Rischi jihadisti e traffici illeciti. Perché la sicurezza nazionale inizia dai porti

dal blog https://formiche.net

 Stefano Vespa

Contrabbando di sigarette, traffico di stupefacenti e infiltrazioni di immigrati irregolari con possibili presenze di terroristi. Ecco cosa emerge dal report su “Traffici illeciti e infiltrazioni jihadiste nei porti italiani” presentato dall’Ispi, l’Istituto per gli studi di politica internazionale

I traffici illeciti via mare non sono certo una novità e nella lotta alla criminalità organizzata e alle organizzazioni terroristiche un sempre maggiore controllo nei porti italiani diventa una priorità. Un aggiornamento della situazione e alcuni spunti vengono dal report su “Traffici illeciti e infiltrazioni jihadiste nei porti italiani” presentato dall’Ispi, l’Istituto per gli studi di politica internazionale: contrabbando di sigarette, traffico di stupefacenti e infiltrazioni di immigrati irregolari con possibili presenze di terroristi.

I RISCHI JIHADISTI

Le infiltrazioni di immigrati clandestini a bordo di tir su navi cargo e container sono diffuse, anche se con numeri molto ridotti rispetto ad altre tratte. Si tratta di iraniani, iracheni, afghani, pakistani e siriani che provengono da Albania, Turchia e Grecia. Il vero timore, naturalmente, è che tra di loro si possano nascondere jihadisti e in particolare foreign fighter di ritorno dai teatri di guerra. Michele Del Prete, magistrato della Direzione nazionale antimafia e antiterrorismo, nel confermare che in tutti i porti utilizzati dalle organizzazioni criminali c’è una rete di sostegno anche se non necessariamente facente parte delle organizzazioni stesse, ha sottolineato che un porto è potenzialmente un obiettivo privilegiato per i terroristi considerando le migliaia di persone che ogni nave da crociera può trasportare ed è inevitabile che il controllo dei bagagli, su qualunque imbarcazione, non possa essere stringente come è ormai negli aeroporti dopo l’11 settembre.
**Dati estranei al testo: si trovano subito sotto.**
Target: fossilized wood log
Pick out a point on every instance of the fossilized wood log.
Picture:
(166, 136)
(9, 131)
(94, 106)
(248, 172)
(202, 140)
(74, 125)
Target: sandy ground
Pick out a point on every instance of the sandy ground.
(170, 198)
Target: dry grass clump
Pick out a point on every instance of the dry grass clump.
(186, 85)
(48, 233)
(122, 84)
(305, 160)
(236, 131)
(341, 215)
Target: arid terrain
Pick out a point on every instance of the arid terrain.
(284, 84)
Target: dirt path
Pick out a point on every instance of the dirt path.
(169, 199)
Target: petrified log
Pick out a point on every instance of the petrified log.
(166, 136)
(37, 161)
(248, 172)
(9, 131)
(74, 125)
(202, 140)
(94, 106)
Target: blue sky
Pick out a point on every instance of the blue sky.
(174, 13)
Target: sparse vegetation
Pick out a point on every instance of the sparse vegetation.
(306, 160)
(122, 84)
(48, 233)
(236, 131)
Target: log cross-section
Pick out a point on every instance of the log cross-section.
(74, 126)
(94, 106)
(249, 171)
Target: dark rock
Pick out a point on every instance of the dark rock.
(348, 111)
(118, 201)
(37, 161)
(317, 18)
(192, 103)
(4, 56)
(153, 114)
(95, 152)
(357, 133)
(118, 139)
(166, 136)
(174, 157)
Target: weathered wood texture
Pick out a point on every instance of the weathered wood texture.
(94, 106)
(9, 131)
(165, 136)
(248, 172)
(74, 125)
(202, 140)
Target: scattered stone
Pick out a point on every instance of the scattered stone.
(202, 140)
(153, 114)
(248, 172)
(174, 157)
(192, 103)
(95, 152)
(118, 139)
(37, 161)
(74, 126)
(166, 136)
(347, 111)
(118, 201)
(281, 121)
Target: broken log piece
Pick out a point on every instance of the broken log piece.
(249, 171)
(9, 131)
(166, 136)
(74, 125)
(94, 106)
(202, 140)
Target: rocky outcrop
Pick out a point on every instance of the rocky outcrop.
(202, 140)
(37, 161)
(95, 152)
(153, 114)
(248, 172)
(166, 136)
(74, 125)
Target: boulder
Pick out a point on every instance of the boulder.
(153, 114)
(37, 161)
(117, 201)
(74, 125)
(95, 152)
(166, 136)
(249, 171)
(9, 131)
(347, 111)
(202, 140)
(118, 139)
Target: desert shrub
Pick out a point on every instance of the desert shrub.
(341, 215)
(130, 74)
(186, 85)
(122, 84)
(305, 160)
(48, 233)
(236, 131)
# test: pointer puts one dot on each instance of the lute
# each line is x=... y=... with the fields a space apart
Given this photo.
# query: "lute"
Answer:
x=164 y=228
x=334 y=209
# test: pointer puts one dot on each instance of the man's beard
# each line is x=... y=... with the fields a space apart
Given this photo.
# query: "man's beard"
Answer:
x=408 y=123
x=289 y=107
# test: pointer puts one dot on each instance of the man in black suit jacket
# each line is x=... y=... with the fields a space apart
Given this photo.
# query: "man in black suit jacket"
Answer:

TRAFFICO DI SIGARETTE E DROGA

Il contrabbando di tabacchi tradizionalmente colpisce di più la fascia adriatica provenendo soprattutto da Albania e Grecia mentre ben altro volume di affari presenta il traffico di cocaina monopolizzato dalla ‘ndrangheta per i contatti con i cartelli sudamericani. Confermata l’importanza del porto di Gioia Tauro, da tempo le cosche calabresi utilizzano anche Livorno, Genova, Vado Ligure e La Spezia per la maggiore vicinanza con i “mercati” del Nord Italia e dell’Europa. I porti di Brindisi, Bari e Trieste sono quelli più utilizzati per il traffico di eroina che arriva da Afghanistan, Pakistan e Iran attraverso Turchia e Albania mentre il traffico di marijuana ha come obiettivo Civitavecchia, Genova e Bari con navi cargo e navi passeggeri perché i carichi provengono sia dal Nord Africa che dai Balcani. Infine, l’hashish arriva sul territorio italiano dai porti di Genova e di Civitavecchia.

GLI OBIETTIVI

La cooperazione transfrontaliera funziona con diversi Stati che sono punti di transito o di partenza e si collabora con Grecia, Turchia, Albania, Marocco, Sud America. Funziona anche la collaborazione tra Guardia di Finanza e Agenzia delle dogane, anche se nel rapporto si evidenzia la mancanza di norme di coordinamento efficaci che talvolta avrebbe creato problemi nelle operazioni. Inoltre non esiste una banca dati utilizzabile da tutti i soggetti che complica la tracciabilità di quanto avviene nei porti. Serve certamente investire in uomini e mezzi: aumentare il numero di scanner fissi aiuterebbe a migliorare i controlli, anche in funzione anti immigrazione e anti terrorismo, senza ostacolare le altre procedure e dunque in tempi rapidi. La conclusione è che serve aumentare la sicurezza purché non vada a discapito del commercio e dunque dell’economia.